Review: Celebration Arts’ A Raisin in the Sun
Lorraine Hansberry’s iconic A Raisin in the Sun isn’t produced much these days—a shame since the play about an African-American family trying to traverse the social and racial issues of 1950s Chicago still resonates.
Thankfully, Celebration Arts chose this family and cultural drama to unveil their new theater space—transitioning from their old East Sacramento digs into one of B Street Theatre’s former spaces at 27th and B.

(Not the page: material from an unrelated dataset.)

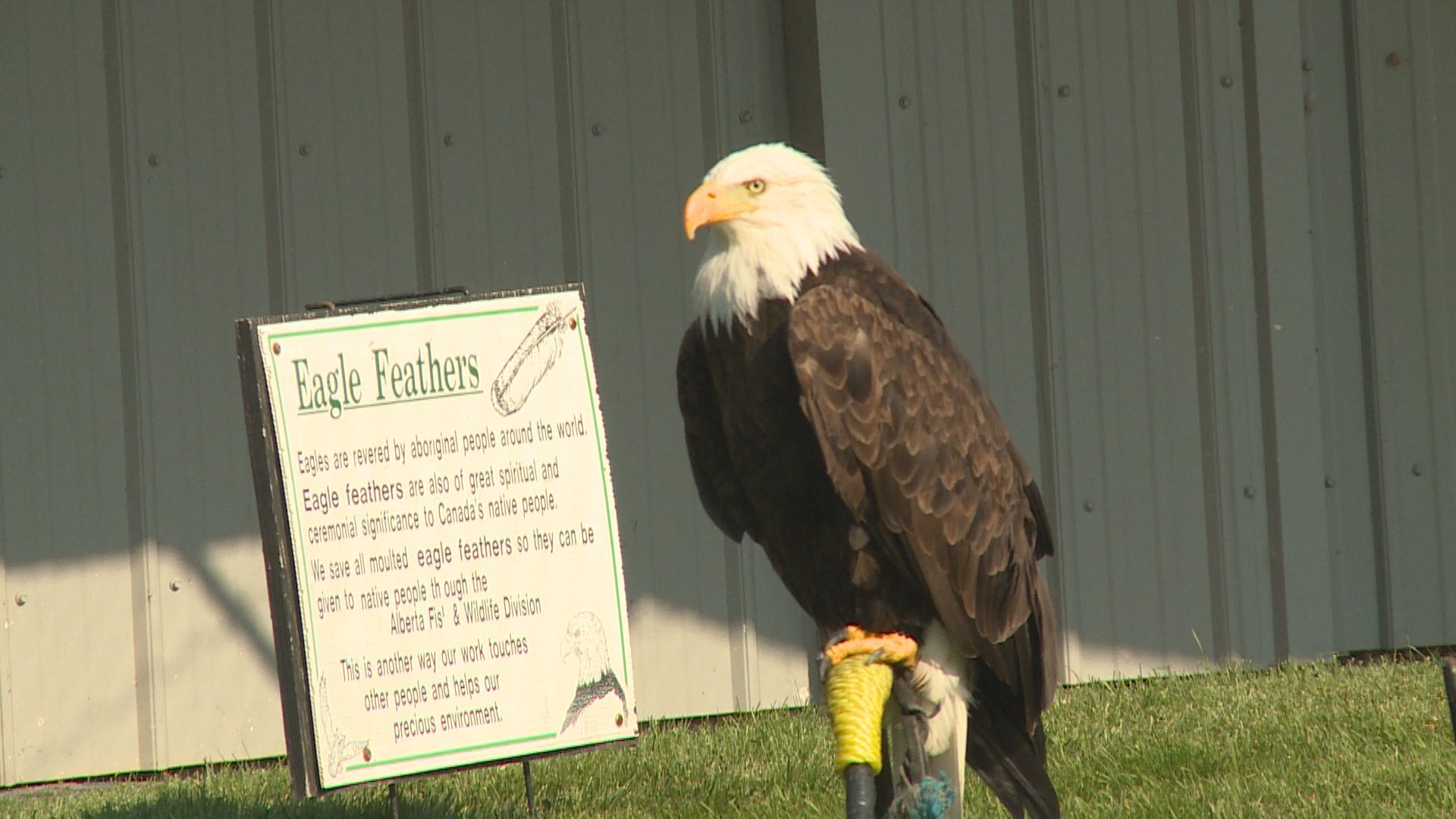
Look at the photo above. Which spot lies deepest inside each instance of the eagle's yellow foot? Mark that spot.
(856, 687)
(890, 648)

On opening night, there was a distinct buzz and a sold-out house, with people being turned away. Those who did get in were able to witness not only a beautiful new space for a much-beloved company, but also a wonderful, heartfelt production with a talented cast, all under the direction of Celebration Arts founder James Wheatley.
This story of the Younger family is layered with familial, economic, racial, societal and cultural divisions. Matriarch Lena has to decide what to do with a $10,000 insurance settlement, and with money inevitably come decisions and drama. Mom wants to put a down payment on a house, son Walter wants to open a liquor store and daughter Beneatha is in need of medical school tuition.
Kudos to the cast, a talented group that works in wonderful unison: K.T. Masala as the matriarch, James Ellison III as son Walter, Brooklyn Solomon as his wife Ruth and Alexandra Barthel as Beneatha.